Over 100 years of history
Antibiotics kill or inhibit the growth of bacteria, even in very small concentrations. The first substances were naturally formed metabolites, which were isolated from fungi and bacteria. Later on, a broad range of synthetic substances were developed. Altogether, about 80 broad spectrum antibiotics, that are substances which are effective against numerous different bacteria species, have been developed.

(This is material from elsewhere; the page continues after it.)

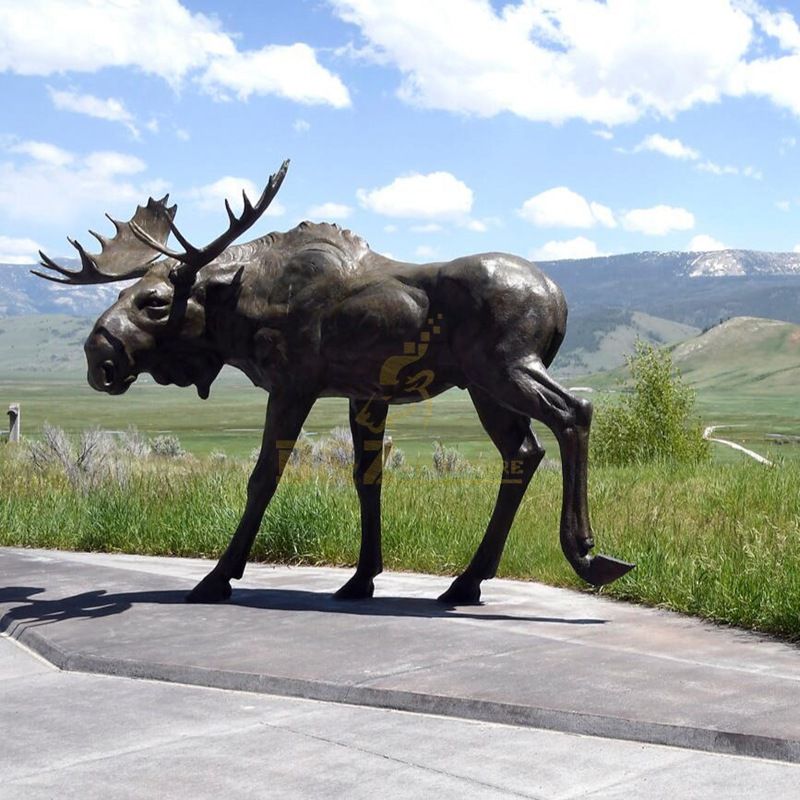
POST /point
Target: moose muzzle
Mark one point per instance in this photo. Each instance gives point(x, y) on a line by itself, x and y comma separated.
point(109, 368)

Arsphenamin, the first official antibiotic, was discovered in 1910 by the Nobel laureate Paul Ehrlich. It paved the way for over 100 years of discovery, research and the development of new and powerful antimicrobial medicines. However, patients and doctors are increasingly faced with the emergence of resistant strains, even though most bacterial infections are currently still treatable using antibiotics developed within the 20th Century. A tragic example is the multi-resistant MRSA superbug which is currently one of the most common global causes of hospital-acquired infections. Multi-resistant bacterial infections must be treated with so-called “reserve” antibiotics. These are drugs which are used only in cases where normal antibiotics no longer work.
Only eight new antibiotics have been launched over the last two decades, all of which were developed to overcome situations of specific or multiple antibiotic resistance. New target patterns and modification of the chemical structure of existing drugs are key themes in the development of new, powerful antimicrobial medicines. Scientists from the Hans Knöll Institute in Jena, Germany, for example, recently identified a new antibiotic from bacteria living in mangroves. Aspects of this new substance bear remarkable similarity to well-known sulfonamides, which have been in common use since 1936. However, when examining the structure of the drug more closely, it appears to function in a different way. Such findings may be one piece of the jigsaw puzzle in the successful fight against resistant strains.
A cooperative venture on an international scale
The World Health Organization (WHO) also calls for a global rethink in antimicrobials use. They fear a post-antibiotic society in which people die from dental infections or from an inflamed bladder. This growing problem cannot be solved at a national level alone. Only a global approach involving all players who are concerned with the use of antibiotics can cope with the scale of this challenge.